English footballer (1890–1916)

William Jonas (September 1890 – 27 July 1916), usually known as Billy or Willie, was an English footballer who played in the Football League for Clapton Orient.

== Career ==
Starting his career with Jarrow Croft, Jonas scored twice in a Gateshead Charity Cup Final and turned down an offer from Barnsley before moving to Havanna Rovers in 1910. Jonas was known for his quickness and passing ability on the pitch. He once filled in at goal for an injured Jimmy Hugall in a match versus Nottingham Forest. He scored 68 goals in his two seasons with Havanna, and moved to Clapton Orient in June 1912 on advice from his friend and fellow Orient player Richard McFadden.

At Orient, Jonas could play in almost any position, even making several appearances in goal. He was sent off during a match at Millwall in January 1915 for fighting with the home goalkeeper Joseph Orme, an incident which started a riot among the 16,900 crowd that had to be quelled by police on horseback.

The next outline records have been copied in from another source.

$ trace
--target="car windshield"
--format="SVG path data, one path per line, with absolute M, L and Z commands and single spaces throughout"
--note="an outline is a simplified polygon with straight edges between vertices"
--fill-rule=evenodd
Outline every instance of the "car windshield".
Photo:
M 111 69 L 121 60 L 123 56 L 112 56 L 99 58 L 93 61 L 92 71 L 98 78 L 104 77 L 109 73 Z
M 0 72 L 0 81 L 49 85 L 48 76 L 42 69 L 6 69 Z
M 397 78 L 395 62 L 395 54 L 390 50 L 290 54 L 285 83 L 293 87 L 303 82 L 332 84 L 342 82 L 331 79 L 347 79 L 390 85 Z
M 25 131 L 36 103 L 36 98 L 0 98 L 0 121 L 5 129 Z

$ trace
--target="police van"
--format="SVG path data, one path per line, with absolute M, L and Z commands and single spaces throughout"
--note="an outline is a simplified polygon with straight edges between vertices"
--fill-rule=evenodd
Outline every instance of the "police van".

Jonas was very popular with the female supporters at Clapton Orient – so much so that he was getting a bags of fan mail from the ladies by the week. Things got so bad that he had to put an official request in the Orient programme for the letters to cease as he was "very happily married to his dear wife Mary Jane".

== Personal life ==
Prior to moving to London in 1912, Jonas worked at Cambois Colliery. At the outbreak of World War I professional football was suspended and Jonas joined the 17th Middlesex Regiment, the "Footballers' Battalion". During the Battle of the Somme, Jonas became trapped in a trench with his Orient teammate McFadden while fighting at Delville Wood. Under heavy fire, he said goodbye to McFadden, jumped out of the trench and was killed instantly. Having no known grave at the war's end, he was commemorated on the Commonwealth Thiepval Memorial.